通常国会(1月23日召集予定)で衆院が解散される可能性があることが報じられ、政局をめぐる動きが慌ただしくなる中、大阪に大きな動きが――。

1月13日、吉村洋文府知事(50)と大阪市の横山英幸市長(44)が近く辞職し、次期衆院選に合わせて出直し選挙に臨む意向を固めたことが報じられたのだ。

読売テレビによると「大阪都構想」実現に向けて選挙で民意を問うためだという。

この日の会見で、吉村氏は衆院解散に伴う自身の出直し選について「熟考する」とコメント。これまで二度の住民投票で否決された都構想について、三度目の挑戦のためには「民主的なプロセスが必要」との考えを示していた。

大阪市を廃止し、特別区に再編する大阪都構想。実現に意欲を燃やす吉村知事だが、先述の通り’15年、’20年に二度の住民投票で否決されており、吉村氏は二度目の否決後の会見で「政治家として大阪都構想に挑戦することはもうない」「僕たちが掲げてきた大阪都構想はやはり間違っていたと思う」ときっぱり宣言していたのだが……。

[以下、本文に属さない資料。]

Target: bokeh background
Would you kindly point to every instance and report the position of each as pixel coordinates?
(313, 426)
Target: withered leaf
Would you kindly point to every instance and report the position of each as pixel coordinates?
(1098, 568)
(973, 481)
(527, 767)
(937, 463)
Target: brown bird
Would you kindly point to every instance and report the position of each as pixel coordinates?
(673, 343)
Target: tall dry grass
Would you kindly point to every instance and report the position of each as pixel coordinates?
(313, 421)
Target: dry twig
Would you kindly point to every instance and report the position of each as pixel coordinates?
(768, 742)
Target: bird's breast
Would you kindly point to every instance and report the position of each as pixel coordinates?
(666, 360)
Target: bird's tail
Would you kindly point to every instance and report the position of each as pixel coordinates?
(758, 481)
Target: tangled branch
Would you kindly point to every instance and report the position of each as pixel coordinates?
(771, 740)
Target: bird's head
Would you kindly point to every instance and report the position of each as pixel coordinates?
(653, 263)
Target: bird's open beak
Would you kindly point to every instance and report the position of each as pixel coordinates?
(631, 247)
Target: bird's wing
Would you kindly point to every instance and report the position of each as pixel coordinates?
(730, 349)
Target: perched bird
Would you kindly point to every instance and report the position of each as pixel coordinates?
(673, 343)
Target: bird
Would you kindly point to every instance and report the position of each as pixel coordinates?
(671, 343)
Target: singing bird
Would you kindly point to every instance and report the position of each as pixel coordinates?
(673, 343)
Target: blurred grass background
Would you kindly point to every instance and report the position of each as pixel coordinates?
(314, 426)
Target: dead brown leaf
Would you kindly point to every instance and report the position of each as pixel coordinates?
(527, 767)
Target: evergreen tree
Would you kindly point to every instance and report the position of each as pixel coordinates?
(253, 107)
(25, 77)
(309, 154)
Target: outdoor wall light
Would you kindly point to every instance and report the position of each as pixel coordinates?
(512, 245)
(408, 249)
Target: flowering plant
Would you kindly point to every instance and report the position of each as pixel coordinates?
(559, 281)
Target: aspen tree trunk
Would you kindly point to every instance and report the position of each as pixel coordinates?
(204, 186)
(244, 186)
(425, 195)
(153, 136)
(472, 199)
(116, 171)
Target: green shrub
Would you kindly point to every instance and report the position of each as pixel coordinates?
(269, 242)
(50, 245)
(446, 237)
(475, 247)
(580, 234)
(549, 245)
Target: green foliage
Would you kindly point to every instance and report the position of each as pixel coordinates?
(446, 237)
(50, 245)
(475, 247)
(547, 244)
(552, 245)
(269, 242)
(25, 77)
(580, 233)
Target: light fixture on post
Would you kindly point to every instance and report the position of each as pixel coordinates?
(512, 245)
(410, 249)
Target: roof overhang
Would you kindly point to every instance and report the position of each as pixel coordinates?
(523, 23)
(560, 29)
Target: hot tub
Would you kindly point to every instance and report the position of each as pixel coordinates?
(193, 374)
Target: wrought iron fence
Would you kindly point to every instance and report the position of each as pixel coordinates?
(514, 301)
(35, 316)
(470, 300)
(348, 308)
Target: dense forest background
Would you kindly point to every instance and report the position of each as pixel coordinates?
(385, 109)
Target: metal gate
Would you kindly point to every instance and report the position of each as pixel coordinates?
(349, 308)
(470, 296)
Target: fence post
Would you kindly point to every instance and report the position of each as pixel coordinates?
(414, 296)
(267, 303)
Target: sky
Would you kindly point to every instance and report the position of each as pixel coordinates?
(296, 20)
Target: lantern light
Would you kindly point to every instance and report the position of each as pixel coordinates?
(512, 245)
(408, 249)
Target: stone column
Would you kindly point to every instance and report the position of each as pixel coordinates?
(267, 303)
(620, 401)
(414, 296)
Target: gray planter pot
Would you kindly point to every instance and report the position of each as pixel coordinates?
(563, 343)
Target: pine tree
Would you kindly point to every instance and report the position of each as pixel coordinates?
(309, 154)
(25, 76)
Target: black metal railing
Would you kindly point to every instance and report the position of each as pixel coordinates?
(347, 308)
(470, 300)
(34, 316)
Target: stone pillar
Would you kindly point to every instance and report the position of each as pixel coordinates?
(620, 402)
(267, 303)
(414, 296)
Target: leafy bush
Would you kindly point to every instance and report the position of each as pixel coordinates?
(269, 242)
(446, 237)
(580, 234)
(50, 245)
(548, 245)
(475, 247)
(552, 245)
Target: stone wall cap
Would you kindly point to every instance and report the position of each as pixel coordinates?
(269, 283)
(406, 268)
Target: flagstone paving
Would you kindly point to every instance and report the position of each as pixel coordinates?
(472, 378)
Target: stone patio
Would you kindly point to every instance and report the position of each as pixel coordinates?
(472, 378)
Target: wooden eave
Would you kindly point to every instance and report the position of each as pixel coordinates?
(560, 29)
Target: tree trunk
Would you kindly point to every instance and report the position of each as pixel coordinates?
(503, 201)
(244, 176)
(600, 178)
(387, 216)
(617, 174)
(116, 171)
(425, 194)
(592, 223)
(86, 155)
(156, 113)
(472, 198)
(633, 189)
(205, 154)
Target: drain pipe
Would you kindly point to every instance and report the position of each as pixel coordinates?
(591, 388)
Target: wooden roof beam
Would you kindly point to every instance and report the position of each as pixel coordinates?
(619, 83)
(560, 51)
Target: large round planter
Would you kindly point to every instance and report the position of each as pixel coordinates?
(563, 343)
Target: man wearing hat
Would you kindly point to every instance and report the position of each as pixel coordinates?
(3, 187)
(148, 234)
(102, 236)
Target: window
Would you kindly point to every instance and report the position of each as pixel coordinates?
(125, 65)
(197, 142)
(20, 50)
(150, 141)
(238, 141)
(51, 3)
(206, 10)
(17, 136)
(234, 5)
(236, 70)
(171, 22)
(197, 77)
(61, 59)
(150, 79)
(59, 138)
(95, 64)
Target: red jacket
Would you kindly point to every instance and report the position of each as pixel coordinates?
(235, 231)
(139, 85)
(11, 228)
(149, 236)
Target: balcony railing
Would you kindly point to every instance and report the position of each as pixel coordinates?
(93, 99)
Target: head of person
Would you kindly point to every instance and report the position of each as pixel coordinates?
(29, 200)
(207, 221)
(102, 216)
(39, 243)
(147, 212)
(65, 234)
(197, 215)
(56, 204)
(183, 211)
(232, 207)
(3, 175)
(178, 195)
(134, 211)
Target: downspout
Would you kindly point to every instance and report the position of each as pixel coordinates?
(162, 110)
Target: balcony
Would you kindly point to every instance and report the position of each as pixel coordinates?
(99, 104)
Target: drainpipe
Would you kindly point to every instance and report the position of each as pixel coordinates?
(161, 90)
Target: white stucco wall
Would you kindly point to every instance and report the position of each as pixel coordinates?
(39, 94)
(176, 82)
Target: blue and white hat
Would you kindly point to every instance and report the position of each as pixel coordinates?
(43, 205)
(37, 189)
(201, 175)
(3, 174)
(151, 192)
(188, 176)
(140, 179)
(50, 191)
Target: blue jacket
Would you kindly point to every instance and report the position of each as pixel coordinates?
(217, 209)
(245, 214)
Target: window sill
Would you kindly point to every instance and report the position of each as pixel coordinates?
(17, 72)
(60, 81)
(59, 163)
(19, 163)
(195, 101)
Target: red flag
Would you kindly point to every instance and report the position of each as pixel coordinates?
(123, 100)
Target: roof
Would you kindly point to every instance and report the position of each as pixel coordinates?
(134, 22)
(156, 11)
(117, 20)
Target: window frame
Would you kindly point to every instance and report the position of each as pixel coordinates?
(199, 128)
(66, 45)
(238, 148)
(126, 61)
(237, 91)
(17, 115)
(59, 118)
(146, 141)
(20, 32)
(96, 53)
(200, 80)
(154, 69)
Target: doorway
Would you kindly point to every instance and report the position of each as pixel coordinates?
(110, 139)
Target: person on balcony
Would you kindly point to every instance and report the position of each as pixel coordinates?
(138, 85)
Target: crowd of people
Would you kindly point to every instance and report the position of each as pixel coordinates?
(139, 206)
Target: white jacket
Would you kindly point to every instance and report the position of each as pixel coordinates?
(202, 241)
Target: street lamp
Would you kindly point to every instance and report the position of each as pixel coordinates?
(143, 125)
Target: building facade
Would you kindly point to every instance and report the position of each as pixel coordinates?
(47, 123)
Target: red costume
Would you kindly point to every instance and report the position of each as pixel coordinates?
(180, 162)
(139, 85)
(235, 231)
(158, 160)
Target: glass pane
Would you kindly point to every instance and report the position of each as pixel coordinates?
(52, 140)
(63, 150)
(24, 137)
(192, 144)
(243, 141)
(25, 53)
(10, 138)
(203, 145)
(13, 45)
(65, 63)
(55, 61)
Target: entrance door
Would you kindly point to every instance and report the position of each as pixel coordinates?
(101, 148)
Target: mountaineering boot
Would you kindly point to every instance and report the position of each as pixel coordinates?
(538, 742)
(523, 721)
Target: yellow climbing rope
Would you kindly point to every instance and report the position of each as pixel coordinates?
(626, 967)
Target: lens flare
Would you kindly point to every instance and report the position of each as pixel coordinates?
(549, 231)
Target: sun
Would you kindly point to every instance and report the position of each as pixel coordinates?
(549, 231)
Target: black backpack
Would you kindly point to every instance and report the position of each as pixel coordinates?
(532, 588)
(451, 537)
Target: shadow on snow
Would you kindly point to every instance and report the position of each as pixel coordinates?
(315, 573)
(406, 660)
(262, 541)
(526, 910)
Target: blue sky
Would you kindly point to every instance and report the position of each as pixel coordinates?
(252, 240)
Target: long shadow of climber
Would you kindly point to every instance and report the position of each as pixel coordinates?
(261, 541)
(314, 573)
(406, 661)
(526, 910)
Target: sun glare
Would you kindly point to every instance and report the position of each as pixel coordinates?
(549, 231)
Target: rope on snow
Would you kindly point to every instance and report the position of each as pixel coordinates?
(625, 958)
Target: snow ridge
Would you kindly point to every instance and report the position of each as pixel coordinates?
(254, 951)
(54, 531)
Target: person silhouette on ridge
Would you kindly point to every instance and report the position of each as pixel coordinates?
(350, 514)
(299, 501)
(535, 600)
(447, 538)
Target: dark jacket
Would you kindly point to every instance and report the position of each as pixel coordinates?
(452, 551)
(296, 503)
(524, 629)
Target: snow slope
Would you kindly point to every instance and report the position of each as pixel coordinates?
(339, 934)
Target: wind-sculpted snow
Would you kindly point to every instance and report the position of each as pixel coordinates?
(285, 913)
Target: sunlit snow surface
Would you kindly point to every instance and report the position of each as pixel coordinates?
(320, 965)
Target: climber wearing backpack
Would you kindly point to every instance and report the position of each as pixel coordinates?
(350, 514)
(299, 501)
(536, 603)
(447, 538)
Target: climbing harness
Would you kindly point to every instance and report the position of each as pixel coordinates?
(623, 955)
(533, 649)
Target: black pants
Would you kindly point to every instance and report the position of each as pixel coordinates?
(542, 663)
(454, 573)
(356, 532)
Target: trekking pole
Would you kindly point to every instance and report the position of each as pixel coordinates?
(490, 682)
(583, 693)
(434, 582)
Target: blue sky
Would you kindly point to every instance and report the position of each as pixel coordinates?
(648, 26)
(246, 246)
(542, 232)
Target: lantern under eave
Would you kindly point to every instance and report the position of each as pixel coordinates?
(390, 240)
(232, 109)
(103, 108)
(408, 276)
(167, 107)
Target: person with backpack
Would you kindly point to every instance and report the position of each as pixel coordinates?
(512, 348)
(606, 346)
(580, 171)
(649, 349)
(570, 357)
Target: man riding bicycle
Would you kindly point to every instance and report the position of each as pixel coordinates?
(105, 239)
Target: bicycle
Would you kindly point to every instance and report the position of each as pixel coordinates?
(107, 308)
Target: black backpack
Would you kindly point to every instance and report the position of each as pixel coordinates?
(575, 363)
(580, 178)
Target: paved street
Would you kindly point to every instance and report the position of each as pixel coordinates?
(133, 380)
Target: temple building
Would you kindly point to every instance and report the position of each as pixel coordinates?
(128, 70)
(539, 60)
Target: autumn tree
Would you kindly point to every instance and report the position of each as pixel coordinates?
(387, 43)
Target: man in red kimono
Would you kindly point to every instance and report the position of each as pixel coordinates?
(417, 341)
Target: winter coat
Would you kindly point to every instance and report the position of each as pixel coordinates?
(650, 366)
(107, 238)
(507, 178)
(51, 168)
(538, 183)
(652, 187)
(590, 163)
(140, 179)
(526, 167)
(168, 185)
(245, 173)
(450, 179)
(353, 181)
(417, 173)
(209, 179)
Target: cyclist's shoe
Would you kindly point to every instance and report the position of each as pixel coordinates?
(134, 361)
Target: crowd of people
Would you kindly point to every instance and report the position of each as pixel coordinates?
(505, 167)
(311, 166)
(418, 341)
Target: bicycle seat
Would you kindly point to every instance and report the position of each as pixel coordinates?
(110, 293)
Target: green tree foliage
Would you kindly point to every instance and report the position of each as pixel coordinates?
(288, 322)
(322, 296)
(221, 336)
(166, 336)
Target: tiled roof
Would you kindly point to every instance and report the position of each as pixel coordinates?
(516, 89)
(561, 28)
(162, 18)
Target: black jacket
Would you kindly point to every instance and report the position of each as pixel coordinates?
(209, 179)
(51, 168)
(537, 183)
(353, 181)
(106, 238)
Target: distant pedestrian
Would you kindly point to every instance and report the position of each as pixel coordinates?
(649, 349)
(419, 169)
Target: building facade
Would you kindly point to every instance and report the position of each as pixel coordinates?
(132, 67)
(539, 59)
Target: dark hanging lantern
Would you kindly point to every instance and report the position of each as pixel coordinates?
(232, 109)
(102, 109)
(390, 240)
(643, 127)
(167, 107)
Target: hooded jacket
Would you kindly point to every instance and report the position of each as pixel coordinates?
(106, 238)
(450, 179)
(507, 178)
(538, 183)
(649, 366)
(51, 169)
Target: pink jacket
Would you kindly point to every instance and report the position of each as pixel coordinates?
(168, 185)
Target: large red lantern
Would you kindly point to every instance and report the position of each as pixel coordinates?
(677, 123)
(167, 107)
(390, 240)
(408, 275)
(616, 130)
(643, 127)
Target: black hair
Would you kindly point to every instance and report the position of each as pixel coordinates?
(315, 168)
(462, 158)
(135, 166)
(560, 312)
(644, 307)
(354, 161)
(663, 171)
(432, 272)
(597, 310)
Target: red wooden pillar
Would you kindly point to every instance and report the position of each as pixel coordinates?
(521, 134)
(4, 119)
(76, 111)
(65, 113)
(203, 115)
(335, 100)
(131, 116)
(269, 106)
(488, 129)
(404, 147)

「二度目の否決を受けた会見では、目にうっすら涙をためて都構想との“決別”を宣言していた吉村氏ですが、以降もたびたび三度目の住民投票に言及してきました。’23年の知事選で再選を果たした際には、“都構想の看板を下ろしていない”などとコメントしたほか、昨年9月にも“三度目の住民投票は必要だと思う”と発言しています。

吉村氏が代表を務める日本維新の会は、自民党との連立を組む中で『副首都構想』の法案成立を重要視していますが、これ自体“大阪都構想ありき”といった批判も根強い。きたる出直し選で白黒つけたいのでしょうが、二度も住民投票で振り回されている手前、市民の反発は大きいでしょう」(在阪記者)

実際、Xでは住民投票が二度否決されたことや、吉村氏がかつて「都構想に挑戦することはない」と宣言していたことを受け、出直し選に向けた意向について、こんな声が上がっている。

《大阪は府民、市民のものであり、維新のものではない。いい加減にしてほしい。2度も否決された「都構想」の住民投票なのに勝つまでジャンケンにもほどがある。


《大阪都構想について過去に行った2回の住民投票は何だったんだろ?通るまでやるの?それって民意って言うの?》
《民主的プロセスが必要だ→既に2度も選挙で住民に否定されている。吉村洋文自身も二度目が終わった時に、二度と都構想はやらないと名言をしている》(原文ママ)

民意を問うと前のめりな吉村氏。現在は維新所属議員の「国保逃れ」の責任を問われている身でもあるが、“出直し”の争点にこの問題も含まれているのだろうか。